Revenda de importado depende de aval da marca
A compra de produtos fora do país para a revenda no mercado nacional – mesmo que a mercadoria seja original e os impostos tenham sido recolhidos corretamente – pode ser considerada ilegal. Esse foi o entendimento do ministro Marco Aurélio Bellizze, do Superior Tribunal de Justiça (STJ), em decisão que beneficiou a representante da marca italiana Diesel no Brasil.
Para o magistrado, o comércio de importados só pode ocorrer nos casos em que houver contrato firmado com o titular da marca no exterior ou com quem tenha autorização para comercializar o produto em território nacional.
No caso da Vintage Denim, a distribuidora dos produtos da Diesel, os pedidos contra a comercialização por terceiros haviam sido negados em primeira e segunda instâncias da Justiça do Rio de Janeiro. Juiz e desembargadores que analisaram o caso entenderam a prática de revenda das mercadorias importadas como lícita. A sócia do estabelecimento, segundo consta no processo, havia adquirido as peças para a revenda em viagem aos Estados Unidos.
Porém, em decisão monocrática, o ministro Marco Aurélio Bellizze classificou a prática como de “importação paralela de produto”. Ele aplicou ao caso o artigo 132 da Lei de Propriedade Industrial (Lei 9.279/96), que trata sobre o consentimento do representante da marca para a livre circulação das mercadorias em território nacional. A microempresa foi condenada à reparação de danos patrimoniais, cujos valores serão apurados na liquidação da sentença.

Justiça afasta necessidade de valor de imóvel ser devolvido ao comprador
O Tribunal de Justiça do Distrito Federal (TJDF) contrariou a jurisprudência dominante e afastou a necessidade de uma incorporadora devolver valores ao comprador de um imóvel, que estava inadimplente e já detinha a escritura do bem. Frequentemente as construtoras, incorporadoras e imobiliárias, são obrigadas a devolver valores por conta da inadimplência dos compradores.

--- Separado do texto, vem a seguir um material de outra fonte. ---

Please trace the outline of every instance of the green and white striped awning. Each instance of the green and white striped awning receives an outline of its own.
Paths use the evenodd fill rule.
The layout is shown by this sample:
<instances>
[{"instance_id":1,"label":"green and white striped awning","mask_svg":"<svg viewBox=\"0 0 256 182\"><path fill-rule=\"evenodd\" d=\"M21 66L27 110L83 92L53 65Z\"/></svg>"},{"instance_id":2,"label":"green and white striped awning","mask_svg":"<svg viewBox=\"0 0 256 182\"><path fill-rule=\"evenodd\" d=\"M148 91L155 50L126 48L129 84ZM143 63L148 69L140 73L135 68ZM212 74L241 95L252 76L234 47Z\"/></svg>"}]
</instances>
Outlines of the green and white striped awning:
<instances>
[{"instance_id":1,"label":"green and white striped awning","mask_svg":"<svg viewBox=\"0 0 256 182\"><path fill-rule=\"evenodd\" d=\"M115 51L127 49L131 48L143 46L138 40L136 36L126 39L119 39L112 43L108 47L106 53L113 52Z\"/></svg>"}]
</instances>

No caso em análise, o comprador adquiriu um terreno por R$ 84.565,27, pagando R$ 37.469,09 de entrada, corretagem, registro de escritura e cinco parcelas de financiamento. Contudo, ele não pagou todas as prestações, de modo que o imóvel, pelo contrato de alienação fiduciária celebrado, acabou voltando às mãos da incorporadora.
O consumidor foi, então, à Justiça para reaver os valores pagos mesmo o contrato não prevendo reembolso. Na primeira instância, o juiz da Comarca de Cidade Ocidental (GO) entendeu pela nulidade da cláusula que estabelece perda das prestações pagas, de acordo com o artigo 53 do Código de Defesa do Consumidor (CDC). “Nos contratos de compra e venda de móveis ou imóveis mediante pagamento em prestações, bem como nas alienações fiduciárias em garantia, consideram-se nulas de pleno direito as cláusulas que estabeleçam a perda total das prestações pagas […]”, aponta o texto da legislação. Assim, a incorporadora foi condenada a devolver ao consumidor o montante de R$ 30.521,79, descontados os 10% de cláusula penal.
A companhia entrou com recurso no TJDF, onde o desembargador Fábio Eduardo Marques colocou a Lei 9.514/97 (que dispõe sobre o Sistema de Financiamento Imobiliário e institui a alienação fiduciária de coisa imóvel) acima do Código do Consumidor e reverteu a decisão da primeira instância. Para o magistrado, o código só se aplica em contratos imobiliários quando há promessa de compra, porém nesse processo o imóvel já estava até escriturado, de forma que a lei que trata de alienação fiduciária seria mais adequada para regular o acordo em questão.